SCENE TWO: Leisure, standing behind a sleek, black car, introduces, “The amazing Isuzu I-Mark…It gets 94 miles per gallon, city; 112, highway.” HE’S LYING. 34 MPG CITY, 40 HIGHWAY, Cautions the subtitle. “Its top speed is 300 miles per hour,” says Leisure, barely pausing, DOWNHILL IN A HURRICANE, notes the text. “And if you come in tomorrow, you’ll get a free house. You have my word on it.” In truth, Leisure does know a bit about cars, having twice taken up residence in his 1964 VW bus. The first time was during his student-actor days at San Diego State University, where he roomed with Robert Hays, now in TV’s Starman. Leisure, a former high school fatty who once weighed 220 lbs., says “depression” drove him to abandon his roommate in favor of a home on wheels. “I wanted to be Bob Hays,” he sighs. “I used to dress like him and walk like him and talk like him. He was great looking, and every woman on earth wanted him.”

After graduating with a degree in fine arts, Leisure headed north to Los Angeles and began hunting for acting jobs. Six years passed before he finally landed one, playing a Hare Krishna in the 1980 film Airplane! “People even think Bob got me the Airplane! Job, but it was really just a coincidence that we both landed roles in the film,” he says. “I auditioned four times for that part. I’m lucky they only asked me to shave my head because I would have done anything to get a job at that point.”
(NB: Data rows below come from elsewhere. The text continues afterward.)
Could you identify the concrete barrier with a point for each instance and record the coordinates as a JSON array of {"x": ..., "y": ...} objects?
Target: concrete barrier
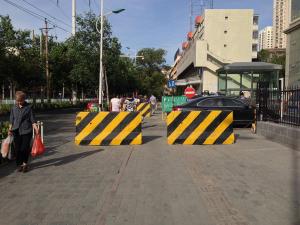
[
  {"x": 144, "y": 109},
  {"x": 200, "y": 127},
  {"x": 108, "y": 128}
]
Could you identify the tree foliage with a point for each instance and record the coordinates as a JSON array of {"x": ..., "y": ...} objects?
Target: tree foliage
[{"x": 74, "y": 63}]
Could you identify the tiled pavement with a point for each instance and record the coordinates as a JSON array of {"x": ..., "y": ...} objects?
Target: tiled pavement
[{"x": 254, "y": 182}]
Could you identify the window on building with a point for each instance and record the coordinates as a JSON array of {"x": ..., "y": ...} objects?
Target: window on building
[
  {"x": 210, "y": 103},
  {"x": 255, "y": 20},
  {"x": 254, "y": 47}
]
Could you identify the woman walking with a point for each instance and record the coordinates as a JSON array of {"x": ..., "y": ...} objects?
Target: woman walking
[{"x": 22, "y": 123}]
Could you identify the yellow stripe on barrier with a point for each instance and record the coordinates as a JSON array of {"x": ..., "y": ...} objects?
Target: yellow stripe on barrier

One year later, with his acting prospects dimming again and his five-year marriage on the rocks, Leisure resumed housekeeping in his old VW. “I lived in my car for a year,” he recalls. “I used to park in front of friends’ houses, then knock on their door in the morning and ask to use the bathroom.” Eventually, Leisure took a job waiting on tables in a Burbank restaurant and was able to afford the rent on the cramped, sunless apartment that he still occupies near the Hollywood Freeway. Taking a girlfriend’s advice, he next joined a workshop for would-be commercials actors and finally, in 1983, landed his first role as a TV pitchman.
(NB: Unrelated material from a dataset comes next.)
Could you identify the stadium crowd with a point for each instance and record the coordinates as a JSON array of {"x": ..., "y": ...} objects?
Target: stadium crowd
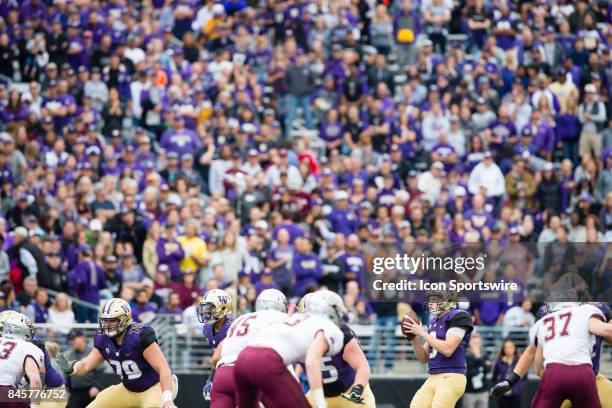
[{"x": 154, "y": 150}]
Soon after, Bell Atlantic hired Leisure to help boost ad sales for their Yellow Pages. So far he has appeared in more than two dozen 30-second spots for the company, cast as a tough-talking Joe Friday-like character in a Dragnet parody. Leisure, who got a boost in pay and profile from the assignment, now refers to the phone book ad series as “my big break.”

He would, alas, soon have another. Just after the first of his Isuzu ads was shot, with five more to be filmed, Leisure broke his ankle while ice skating with his daughter Maya, 7, and showed up at Delia Femina’s offices with his foot in a cast. “They looked at me like I was carrying the Andromeda Strain,” he reports. The mishap prompted a quick rewrite of the scripts, and in one of the newly created ads, Leisure sports his real cast, crutches, and a Formula One racing suit, while standing in front of an amusement park bumper car ride. “I had a little problem here at Monte Carlo,” he casually tells viewers, HE SLIPPED IN THE BATHTUB, explains the subtitle.
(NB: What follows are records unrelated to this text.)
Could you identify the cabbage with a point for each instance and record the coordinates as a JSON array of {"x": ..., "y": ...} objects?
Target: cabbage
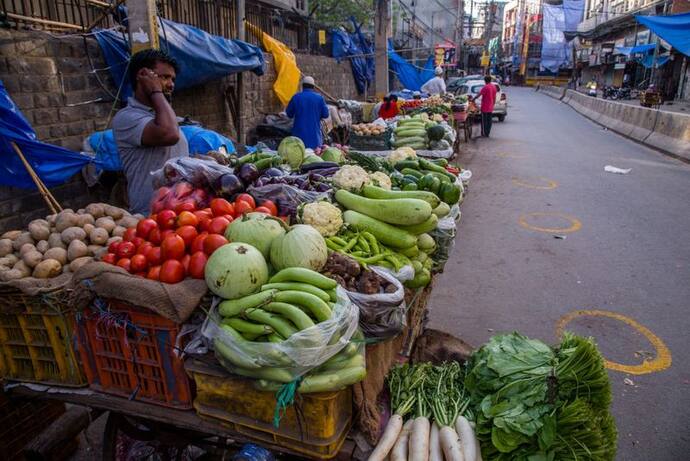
[
  {"x": 291, "y": 149},
  {"x": 333, "y": 154},
  {"x": 302, "y": 246}
]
SCENE THREE: Leisure stands before a vacant house in L.A.’s Studio City. The windows are shattered, the paint peeling, the lawn has gone to dust and dead grass. On the front door of the ramshackle house is a sign that reads, “Unsafe Structure. Do Not Enter under Penalty of Law by Order of The City of Los Angeles.” Leisure, turning on his Joe Isuzu character, climbs through a window and then cracks a huge smile. “Yes, this is my dream house!” he booms, arms sweeping over the desolation. “A little glass brick here, a little renovation there, and this house will become a real home!”

This time he’s not kidding—the crumbling structure is his new home, bought with earnings from his commercials. Already in the works for 1987 are two more 30-second auto ads in which Joe Isuzu’s wife, mother and children will be introduced to TV viewers. (“His mother and wife will tell lies,” confides Jerry Delia Femina, “but not the kids. They’re adopted.”) By the time filming starts in December, Leisure hopes to be parking his old VW van in front of the house that “Yellow Pages paid for and Isuzu renovated.” And who knows? If he gets around to fixing up the front yard as well, TV’s favorite fibber just might end up lying in clover.